第1章では、日本のデフレを屈折需要曲線を使い、説明している。全体の消費者物価上昇率が同じという前提で、日本は他国よりも価格が変動しない品目の割合が高いことを指摘する。特に物価が下がる時に価格を据え置く品目の割合が、日本では高くなるという。さらに、価格が10%値下げされた時、日本の消費者の反応はアメリカの消費者とそれほど違わないが、逆に10%値上げされた時は、その店で同じ量を買う消費者は少なく、買うのをやめる消費者が多いことを指摘する。ここから渡辺氏は日本の消費者は値上げを容認せず、それがデフレを長引かせていると結論する。
しかし、物価が全体的に下がる時、価格を据え置く品目が多いことは、デフレの拡大を防いでいるということである。
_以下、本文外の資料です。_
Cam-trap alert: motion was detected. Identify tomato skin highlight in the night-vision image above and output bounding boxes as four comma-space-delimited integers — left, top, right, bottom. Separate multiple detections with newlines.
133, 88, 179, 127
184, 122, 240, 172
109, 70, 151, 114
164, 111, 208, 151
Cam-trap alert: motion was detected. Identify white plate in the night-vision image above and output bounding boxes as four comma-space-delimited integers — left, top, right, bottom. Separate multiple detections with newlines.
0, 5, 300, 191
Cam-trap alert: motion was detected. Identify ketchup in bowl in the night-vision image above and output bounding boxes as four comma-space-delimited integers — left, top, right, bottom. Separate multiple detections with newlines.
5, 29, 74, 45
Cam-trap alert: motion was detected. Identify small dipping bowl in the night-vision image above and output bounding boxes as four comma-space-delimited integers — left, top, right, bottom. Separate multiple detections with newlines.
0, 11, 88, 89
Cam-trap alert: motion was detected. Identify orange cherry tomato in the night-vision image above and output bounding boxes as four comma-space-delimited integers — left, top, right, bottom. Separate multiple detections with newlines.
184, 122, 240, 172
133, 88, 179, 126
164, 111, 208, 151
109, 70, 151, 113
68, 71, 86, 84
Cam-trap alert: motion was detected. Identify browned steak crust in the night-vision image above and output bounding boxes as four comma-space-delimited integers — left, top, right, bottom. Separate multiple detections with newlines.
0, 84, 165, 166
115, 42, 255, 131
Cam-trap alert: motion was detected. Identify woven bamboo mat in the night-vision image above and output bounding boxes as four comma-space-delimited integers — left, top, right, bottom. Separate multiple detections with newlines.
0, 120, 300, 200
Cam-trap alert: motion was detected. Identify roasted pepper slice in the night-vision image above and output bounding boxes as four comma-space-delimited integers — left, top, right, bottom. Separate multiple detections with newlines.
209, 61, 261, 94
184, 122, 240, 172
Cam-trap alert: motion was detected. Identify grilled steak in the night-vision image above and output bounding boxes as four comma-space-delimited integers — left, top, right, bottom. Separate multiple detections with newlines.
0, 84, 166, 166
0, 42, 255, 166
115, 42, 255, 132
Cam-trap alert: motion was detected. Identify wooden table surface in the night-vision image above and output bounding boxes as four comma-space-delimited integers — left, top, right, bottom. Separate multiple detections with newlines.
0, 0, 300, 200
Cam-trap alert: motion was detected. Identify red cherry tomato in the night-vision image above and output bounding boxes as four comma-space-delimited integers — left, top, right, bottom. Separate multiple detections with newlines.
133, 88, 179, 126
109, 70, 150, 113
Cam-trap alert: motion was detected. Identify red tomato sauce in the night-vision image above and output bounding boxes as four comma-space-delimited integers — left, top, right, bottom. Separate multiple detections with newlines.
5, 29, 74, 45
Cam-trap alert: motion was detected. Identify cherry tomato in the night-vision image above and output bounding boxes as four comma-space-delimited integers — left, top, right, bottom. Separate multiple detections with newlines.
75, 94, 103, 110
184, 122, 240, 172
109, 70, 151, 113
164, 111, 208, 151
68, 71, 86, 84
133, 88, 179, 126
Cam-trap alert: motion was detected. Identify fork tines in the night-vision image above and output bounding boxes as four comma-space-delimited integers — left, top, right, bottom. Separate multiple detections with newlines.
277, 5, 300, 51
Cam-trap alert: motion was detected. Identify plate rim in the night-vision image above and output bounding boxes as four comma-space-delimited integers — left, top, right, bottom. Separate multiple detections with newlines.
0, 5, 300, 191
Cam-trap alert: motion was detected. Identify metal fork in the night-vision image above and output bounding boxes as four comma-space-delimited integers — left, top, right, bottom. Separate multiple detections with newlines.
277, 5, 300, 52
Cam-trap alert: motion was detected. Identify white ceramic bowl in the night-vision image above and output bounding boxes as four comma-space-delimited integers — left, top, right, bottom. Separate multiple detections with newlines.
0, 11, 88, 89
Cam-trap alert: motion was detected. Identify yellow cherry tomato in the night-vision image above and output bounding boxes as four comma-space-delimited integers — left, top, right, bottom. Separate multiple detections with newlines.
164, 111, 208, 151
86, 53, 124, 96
値上げされた時に買い控えが起きるということは、デフレ脱却が望ましくないことを意味するだろう。
第2章では貨幣量と物価の関係を計量的に分析する。その結果は日米ともに70年代には貨幣量と物価には明確な関係が見られたが、アメリカでは2008年の金融危機後、日本では1990年のバブル崩壊後には関係がなくなったというものである。
第5章はドル・円レートと日米の物価の関係を計量的に分析したものである。結果は購買力平価は長期的にドル・円レートのアンカーになっている。しかし、その理由は為替レートが変動すると日本の輸入価格が変動し、それが日本の国内物価を変動させるからである。もっともその調整速度は年3%程度と高くない。
本書の末尾にある「総括」は、西村氏に対するインタビューである。氏は屈折需要曲線は費用に対して屈折していないと話している。そして経済学者アーサー・オークンの言う「フェアネス」の論理を引き合いにして、物価が上昇すれば賃金が上昇するというのは逆で、賃金が先でなければならないと語る。
以上の結論は、黒田日銀がデフレ脱却に失敗した事実、2021年からの輸入物価の高騰が消費者物価を引き上げたという事実、輸入インフレが消費停滞を引き起こしている事実と整合的である。
(服部茂幸・同志社大学教授)
わたなべ・つとむ ナウキャスト創業者・技術顧問。第1章「日本の価格硬直性」を担当。
しみず・ちひろ 一橋大学ソーシャル・データサイエンス研究科教授。第8章「日本の不動産価格決定メカニズム」を担当。